At the middle of the 7th century, Tang-China invaded the Goguryeo kingdom in the Korean peninsula. Therefore, to prepare for the Tang aggression, neighboring nations had to unify inside of the countries and establish centralized governments.
In those days, the Soga clan had huge power in the Yamato Imperial Court. They had killed the descendants of Shotoku Taishi. To stop the tyranny of the Soga clan, Prince Nakano Oe along with Kamatari-Nakatomi, who was an officer of the Court, rose against the Soga clan in 645AD. Hereby, the most powerful clan, Soga, since the Kofun era was destroyed.
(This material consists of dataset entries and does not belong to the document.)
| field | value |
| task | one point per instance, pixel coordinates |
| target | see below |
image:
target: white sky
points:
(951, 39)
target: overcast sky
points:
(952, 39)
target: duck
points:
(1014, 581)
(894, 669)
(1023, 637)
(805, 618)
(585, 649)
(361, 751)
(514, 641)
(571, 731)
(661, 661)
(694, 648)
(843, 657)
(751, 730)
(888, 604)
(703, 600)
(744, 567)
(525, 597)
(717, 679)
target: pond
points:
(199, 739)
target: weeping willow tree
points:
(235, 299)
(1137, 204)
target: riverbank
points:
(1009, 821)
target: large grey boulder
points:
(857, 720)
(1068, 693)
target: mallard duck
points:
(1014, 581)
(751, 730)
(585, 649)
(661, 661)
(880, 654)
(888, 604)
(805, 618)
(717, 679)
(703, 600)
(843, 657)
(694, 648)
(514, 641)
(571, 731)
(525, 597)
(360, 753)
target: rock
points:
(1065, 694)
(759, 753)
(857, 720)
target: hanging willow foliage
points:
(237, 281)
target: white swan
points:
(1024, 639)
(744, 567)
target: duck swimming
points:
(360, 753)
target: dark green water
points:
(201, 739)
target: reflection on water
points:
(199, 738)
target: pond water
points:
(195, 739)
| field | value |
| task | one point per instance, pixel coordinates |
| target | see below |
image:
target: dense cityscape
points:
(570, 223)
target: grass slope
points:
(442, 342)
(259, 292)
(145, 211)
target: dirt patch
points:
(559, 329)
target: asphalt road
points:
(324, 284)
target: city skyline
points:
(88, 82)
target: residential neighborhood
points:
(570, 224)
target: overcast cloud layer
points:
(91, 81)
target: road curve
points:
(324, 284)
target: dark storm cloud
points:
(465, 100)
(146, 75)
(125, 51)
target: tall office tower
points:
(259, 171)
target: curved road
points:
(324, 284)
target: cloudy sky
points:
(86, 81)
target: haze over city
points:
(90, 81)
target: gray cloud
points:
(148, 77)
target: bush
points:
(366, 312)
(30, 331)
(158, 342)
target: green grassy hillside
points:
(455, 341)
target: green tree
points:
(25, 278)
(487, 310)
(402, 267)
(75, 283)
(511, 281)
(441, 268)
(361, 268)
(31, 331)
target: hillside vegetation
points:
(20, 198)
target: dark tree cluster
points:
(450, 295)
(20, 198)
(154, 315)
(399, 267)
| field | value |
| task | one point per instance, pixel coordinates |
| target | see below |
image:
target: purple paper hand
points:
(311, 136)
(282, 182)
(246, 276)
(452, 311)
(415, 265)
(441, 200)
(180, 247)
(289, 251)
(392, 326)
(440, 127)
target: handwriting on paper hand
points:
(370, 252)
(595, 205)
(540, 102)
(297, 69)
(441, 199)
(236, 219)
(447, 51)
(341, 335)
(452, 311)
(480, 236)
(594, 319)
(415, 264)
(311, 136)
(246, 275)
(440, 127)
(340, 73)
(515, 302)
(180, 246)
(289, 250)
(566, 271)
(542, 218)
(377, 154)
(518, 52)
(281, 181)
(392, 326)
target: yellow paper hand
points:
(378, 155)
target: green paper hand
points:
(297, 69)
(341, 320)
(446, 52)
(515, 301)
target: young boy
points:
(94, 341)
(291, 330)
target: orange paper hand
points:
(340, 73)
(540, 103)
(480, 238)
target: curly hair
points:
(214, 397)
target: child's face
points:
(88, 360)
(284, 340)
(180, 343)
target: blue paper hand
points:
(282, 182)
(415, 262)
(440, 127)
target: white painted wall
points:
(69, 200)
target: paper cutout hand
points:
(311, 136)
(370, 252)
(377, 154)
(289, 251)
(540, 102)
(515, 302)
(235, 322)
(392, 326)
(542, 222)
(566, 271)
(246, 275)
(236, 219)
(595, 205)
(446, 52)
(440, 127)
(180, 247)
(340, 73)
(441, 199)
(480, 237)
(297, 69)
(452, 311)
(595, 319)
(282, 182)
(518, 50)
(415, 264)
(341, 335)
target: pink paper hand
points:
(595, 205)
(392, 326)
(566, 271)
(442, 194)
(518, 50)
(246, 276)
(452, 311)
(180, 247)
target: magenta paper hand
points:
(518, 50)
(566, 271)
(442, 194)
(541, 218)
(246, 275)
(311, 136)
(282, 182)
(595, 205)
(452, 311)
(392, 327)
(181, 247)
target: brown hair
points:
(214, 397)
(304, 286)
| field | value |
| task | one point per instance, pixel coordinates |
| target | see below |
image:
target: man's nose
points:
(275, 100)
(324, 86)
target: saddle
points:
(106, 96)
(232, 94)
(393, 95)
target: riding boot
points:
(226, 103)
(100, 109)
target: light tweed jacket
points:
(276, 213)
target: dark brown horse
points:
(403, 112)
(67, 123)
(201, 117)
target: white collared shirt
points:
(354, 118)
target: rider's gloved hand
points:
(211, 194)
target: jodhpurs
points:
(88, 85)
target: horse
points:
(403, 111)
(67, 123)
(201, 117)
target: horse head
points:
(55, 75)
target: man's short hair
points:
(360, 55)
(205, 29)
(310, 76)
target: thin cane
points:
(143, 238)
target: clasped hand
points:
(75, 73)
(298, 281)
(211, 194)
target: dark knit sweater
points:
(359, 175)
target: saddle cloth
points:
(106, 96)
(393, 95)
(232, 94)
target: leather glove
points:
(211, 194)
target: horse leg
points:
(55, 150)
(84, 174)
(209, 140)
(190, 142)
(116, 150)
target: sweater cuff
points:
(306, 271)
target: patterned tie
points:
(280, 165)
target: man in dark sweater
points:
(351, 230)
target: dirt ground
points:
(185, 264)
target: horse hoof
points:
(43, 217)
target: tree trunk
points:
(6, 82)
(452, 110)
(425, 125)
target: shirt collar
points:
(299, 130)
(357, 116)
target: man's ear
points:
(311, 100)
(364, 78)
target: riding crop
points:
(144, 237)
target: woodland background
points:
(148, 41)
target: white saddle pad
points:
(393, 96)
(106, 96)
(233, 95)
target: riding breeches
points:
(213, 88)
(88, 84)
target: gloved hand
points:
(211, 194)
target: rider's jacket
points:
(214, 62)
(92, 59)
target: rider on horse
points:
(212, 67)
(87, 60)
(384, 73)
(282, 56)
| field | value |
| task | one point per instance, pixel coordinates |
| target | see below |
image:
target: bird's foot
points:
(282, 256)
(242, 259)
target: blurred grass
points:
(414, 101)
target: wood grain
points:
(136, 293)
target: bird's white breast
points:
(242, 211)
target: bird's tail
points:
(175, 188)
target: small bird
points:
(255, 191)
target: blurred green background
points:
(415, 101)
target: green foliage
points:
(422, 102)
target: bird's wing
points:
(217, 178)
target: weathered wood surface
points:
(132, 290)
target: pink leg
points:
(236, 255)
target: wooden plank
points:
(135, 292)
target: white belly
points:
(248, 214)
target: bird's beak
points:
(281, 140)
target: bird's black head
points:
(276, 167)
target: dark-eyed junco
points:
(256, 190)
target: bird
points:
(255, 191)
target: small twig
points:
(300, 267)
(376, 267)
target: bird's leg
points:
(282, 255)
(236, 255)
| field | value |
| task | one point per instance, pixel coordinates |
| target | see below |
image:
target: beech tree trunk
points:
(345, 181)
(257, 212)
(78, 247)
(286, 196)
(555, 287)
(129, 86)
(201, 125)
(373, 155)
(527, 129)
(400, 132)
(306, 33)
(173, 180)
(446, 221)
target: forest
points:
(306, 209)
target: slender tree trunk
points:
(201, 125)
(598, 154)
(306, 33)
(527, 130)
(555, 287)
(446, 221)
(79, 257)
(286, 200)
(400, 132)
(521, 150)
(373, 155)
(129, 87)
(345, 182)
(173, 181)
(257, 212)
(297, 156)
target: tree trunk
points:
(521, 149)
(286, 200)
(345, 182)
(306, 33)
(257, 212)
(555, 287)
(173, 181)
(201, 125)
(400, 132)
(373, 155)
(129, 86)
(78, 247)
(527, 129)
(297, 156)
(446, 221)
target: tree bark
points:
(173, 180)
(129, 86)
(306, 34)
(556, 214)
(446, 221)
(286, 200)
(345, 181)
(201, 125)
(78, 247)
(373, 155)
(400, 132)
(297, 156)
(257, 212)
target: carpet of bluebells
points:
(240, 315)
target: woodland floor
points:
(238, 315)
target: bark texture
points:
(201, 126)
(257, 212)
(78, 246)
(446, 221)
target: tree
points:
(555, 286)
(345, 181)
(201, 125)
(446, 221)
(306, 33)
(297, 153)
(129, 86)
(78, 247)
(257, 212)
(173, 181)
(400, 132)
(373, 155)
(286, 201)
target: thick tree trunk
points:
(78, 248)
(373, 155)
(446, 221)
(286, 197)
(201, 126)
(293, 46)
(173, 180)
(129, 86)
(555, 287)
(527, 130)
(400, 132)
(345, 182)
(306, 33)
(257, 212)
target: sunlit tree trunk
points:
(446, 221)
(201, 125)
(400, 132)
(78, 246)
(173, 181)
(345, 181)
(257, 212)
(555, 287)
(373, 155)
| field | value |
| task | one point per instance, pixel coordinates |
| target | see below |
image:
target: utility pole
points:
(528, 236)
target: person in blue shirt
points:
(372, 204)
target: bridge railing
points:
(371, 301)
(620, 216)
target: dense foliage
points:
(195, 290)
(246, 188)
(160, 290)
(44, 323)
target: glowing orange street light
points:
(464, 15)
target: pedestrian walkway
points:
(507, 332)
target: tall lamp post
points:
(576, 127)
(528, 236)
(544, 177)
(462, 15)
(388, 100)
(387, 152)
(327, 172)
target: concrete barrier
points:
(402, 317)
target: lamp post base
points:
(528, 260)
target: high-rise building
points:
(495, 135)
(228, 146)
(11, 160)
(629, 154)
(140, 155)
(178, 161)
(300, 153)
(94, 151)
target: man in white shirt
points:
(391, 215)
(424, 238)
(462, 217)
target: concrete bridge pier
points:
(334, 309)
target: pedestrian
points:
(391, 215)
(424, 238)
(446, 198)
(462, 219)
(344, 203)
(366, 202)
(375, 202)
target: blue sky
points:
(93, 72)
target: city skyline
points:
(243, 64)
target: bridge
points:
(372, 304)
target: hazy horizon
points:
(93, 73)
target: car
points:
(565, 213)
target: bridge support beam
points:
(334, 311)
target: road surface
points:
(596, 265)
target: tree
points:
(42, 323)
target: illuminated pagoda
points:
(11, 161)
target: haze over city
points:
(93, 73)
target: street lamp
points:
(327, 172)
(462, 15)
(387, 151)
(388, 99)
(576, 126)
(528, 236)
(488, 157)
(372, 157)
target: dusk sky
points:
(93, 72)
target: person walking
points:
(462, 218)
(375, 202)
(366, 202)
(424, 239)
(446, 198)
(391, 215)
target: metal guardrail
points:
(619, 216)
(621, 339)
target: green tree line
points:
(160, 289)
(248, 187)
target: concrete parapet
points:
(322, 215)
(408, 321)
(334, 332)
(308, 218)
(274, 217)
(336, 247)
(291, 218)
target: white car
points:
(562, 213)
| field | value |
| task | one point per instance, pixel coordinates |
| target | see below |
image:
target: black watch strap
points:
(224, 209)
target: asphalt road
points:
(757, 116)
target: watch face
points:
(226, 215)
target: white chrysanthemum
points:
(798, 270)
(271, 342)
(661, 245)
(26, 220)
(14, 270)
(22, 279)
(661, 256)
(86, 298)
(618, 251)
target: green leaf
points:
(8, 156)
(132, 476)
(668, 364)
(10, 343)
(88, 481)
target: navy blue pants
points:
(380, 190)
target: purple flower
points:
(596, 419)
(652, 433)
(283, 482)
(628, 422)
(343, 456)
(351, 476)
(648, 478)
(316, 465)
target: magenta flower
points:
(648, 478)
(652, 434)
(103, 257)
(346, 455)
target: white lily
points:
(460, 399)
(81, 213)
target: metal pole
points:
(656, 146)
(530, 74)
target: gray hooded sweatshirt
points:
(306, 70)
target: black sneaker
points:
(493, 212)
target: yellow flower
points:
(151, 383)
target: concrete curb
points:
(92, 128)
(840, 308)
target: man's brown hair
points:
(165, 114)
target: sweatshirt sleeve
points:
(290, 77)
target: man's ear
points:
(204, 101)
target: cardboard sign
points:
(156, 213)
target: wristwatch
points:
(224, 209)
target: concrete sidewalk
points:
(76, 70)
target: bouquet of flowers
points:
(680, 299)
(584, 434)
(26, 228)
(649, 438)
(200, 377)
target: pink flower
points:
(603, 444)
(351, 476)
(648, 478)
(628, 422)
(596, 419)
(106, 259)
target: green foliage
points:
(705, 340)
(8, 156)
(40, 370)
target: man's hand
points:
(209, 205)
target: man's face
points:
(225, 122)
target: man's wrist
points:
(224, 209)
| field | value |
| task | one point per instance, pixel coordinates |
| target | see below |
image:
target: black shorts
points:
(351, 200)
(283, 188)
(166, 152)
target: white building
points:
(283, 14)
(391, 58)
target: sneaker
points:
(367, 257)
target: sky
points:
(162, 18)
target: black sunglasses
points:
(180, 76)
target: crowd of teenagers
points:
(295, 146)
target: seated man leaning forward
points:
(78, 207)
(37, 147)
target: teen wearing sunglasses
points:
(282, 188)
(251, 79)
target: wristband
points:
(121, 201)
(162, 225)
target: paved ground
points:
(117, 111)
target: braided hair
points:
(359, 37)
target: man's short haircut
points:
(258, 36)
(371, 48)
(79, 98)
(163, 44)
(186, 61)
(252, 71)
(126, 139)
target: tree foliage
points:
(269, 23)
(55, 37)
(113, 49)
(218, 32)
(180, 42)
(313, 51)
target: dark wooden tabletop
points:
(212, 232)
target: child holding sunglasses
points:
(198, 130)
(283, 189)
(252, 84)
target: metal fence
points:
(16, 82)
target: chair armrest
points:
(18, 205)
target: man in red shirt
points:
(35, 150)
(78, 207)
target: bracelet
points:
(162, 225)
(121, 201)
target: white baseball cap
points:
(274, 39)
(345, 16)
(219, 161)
After the fall of the Soga clan, the Imperial Court reformed the political system and pushed forward the centralization of Japan. In 646 AD, the Yamato Imperial Court announced “Kaishin-no-Mikotonori”, which showed the details of the reform. For example, the system of Kouchi-Koumin, means that the land and people were owned by the Emperor, and all people and land were registered. Then people were given rice fields, but people had to pay a heavy tax to the Court in exchange for the gift of land. Taxes were paid in rice and regional special products such as silk, cotton. In addition, men had to work for free on construction sites in the capital.
Furthermore, regional governments called “Kori” were established in every region. 
The central government system was improved and the government was operated at the Naniwa-no-Miya palace in today's Osaka.
※The Asuka period ranged from the later 6th century to the mid 7th century.
The Asuka period coincides with the later Kofun period.